So, what does the photograph actually depict? Does it cut a particular moment out of the environment’s space-time continuum—a moment discovered by the photographer; or, does it constitute something that was never there in the first place? Jacques Derrida observes that in photographic practice “the simple recording of the other . . . as he appeared there . . . is immediately contaminated by invention in the sense of production, creation, productive imagination.” Thus, at the moment of the photograph’s production, I neither discovered nor conceived the landscape, as the image is contingent on “the two senses of invention.” Derrida argues that “in the photograph, the referent is noticeably absent, suspendable, vanished into the unique past time of its event, but the reference to this referent . . . implies just as irreducibly the having-been of a unique and invariable referent.” The mountain was there. The sun did come out and change the light to crimson. But my photograph fails to capture “the unique past time of its event,” for what it shows is a crimson mountain as if it has always unchangeably been there.
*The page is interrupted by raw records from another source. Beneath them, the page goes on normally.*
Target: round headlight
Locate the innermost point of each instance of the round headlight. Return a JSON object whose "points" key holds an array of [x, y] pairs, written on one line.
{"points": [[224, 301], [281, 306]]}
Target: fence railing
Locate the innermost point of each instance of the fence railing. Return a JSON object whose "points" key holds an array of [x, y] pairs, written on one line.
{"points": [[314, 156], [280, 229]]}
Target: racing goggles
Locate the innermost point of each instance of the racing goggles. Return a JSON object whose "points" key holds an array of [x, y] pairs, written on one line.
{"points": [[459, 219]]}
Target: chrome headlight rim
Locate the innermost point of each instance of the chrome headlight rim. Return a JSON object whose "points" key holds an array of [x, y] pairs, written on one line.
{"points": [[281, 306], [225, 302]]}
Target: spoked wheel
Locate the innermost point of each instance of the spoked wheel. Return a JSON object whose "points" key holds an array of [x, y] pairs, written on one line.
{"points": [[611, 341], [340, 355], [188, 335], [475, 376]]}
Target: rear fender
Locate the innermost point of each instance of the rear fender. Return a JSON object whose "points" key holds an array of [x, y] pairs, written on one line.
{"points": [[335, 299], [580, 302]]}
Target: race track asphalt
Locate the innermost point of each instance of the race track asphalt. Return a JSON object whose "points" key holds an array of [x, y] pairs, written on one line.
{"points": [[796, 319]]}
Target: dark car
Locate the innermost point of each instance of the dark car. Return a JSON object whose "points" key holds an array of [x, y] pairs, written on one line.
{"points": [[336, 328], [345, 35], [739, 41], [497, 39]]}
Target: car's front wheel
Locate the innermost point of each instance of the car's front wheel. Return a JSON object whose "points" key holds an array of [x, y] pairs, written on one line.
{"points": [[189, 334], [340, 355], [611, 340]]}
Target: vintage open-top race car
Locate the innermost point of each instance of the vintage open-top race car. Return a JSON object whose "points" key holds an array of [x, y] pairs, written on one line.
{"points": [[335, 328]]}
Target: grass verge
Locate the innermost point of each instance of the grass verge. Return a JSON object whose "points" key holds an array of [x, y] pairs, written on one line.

My intention was not to present a picture-perfect Ireland in a postcard but to respond to the world engaged in its play. Does my photograph succeed in portraying it? Absolutely not. It does not show nature but an object: a mountain. It does not establish a relationship to a co-inhabited space-time continuum. Shobeiri suggests that while “[p]ainters deduce meaning and visualise it as spatial continuum, [p]hotographers photograph spatial continuum and it becomes its meaning.” But how can a photograph of a given natural scene mean “nature” if the viewer finds themselves in the position of mastery over the image? Would the image, depicting the world at play, not have to itself become a field of play? Would it not have to invite the spectator as a reference rather than furnish them with a deceitful referent? To understand how the signifying gesture of the photograph may remain uncertain and suspendable, I needed to look deeper into the semantics of the photographic image.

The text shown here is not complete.